High pressure die casting enables the quickest route from molten metal to the completed component. This is achieved by injecting molten metal into a hardened tool steel mould, and allowing it to cool and solidify under pressure before it is removed. This process provides a precise, fast cost effective method of production for aluminum or zinc die castings, which meets the needs and requirements of hi-tech industries where the appearance of the product and the the dimensional tolerances are critical and volumes are not always large.
Aluminum is used in the process of aluminum high pressure die casting, and is a metal that has many advantages which is ideal for use in the casting of metal alloys. One of the many reasons that aluminum is is used in the die casting process is the properties of the metal itself. Aluminum has a number of characteristic features which are ideal for this process. Aluminum is very light in weight and and highly ductile and can easily be beaten into different shapes and sizes depending on the needs and requirements. It is also extremely malleable and has very good dimensional stability allowing it to attain complex shapes and thin walled components.
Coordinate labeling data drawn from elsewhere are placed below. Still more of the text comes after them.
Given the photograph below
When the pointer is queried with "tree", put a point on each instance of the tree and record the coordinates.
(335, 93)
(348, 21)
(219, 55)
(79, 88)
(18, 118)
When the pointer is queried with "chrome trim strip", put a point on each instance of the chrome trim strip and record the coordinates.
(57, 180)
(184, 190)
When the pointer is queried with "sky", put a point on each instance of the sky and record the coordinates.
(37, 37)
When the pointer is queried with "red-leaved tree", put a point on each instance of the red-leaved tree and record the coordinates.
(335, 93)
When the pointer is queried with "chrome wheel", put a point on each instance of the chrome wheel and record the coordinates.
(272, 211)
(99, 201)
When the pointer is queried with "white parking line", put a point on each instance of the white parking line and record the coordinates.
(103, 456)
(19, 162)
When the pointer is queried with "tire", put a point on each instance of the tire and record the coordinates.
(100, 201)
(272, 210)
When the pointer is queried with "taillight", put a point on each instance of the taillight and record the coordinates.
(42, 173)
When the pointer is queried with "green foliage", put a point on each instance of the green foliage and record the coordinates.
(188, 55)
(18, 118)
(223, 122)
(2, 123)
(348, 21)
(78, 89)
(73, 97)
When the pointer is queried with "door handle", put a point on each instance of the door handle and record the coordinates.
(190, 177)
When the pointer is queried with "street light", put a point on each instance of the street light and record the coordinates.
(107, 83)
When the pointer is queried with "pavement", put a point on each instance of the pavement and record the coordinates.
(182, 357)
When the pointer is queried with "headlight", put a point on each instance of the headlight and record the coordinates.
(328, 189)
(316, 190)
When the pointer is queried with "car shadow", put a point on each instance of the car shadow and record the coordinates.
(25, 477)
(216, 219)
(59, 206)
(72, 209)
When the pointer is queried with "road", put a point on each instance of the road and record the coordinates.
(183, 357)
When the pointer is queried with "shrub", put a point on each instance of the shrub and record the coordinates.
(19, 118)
Aluminum is dust and corrosion resistant and has good electronic properties and excellent thermal characteristics, and because it is a good conductor of heat it is able to retain the heat and and take good shape in the cast.
Pressure die casting is a competitive casting method when components are needed in high volumes, or when tighter tolerances and better quality surface finishes are required that can be achieved by gravity die casting. Also the need for machining is very low due to the close casting tolerances. Heat treatment of pressure die casting is not possible, but due to the high rate of solidification the mechanical properties are very good, however; the tooling costs are considerably higher than they are for gravity die casting.
Ther are many different die casting alloys and these include: aluminum, zinc, lead, copper, magnesium and tin. Two dies are used for casting; the cover dies half and the ejector dies half, and where they meet is called the 'parting line'. The dies are designed to enable the finished casting to slide off the cover half of the die and remain in the ejector half as the dies are opened.
Other die components include slides and cores. The cores are components that usually produce openings or holes, but they can be used to create other details as well. There are three types of cores, loose, movable and fixed. Loose cores are used to create intricate details and are inserted into the die by hand. Fixed cores are oriented parallel to the pull direction of the dies, and are permanently attached to the die. Movable cores are oriented in any other way than parallel to the pull direction. They are removed from the die cavity after the shot solidifies.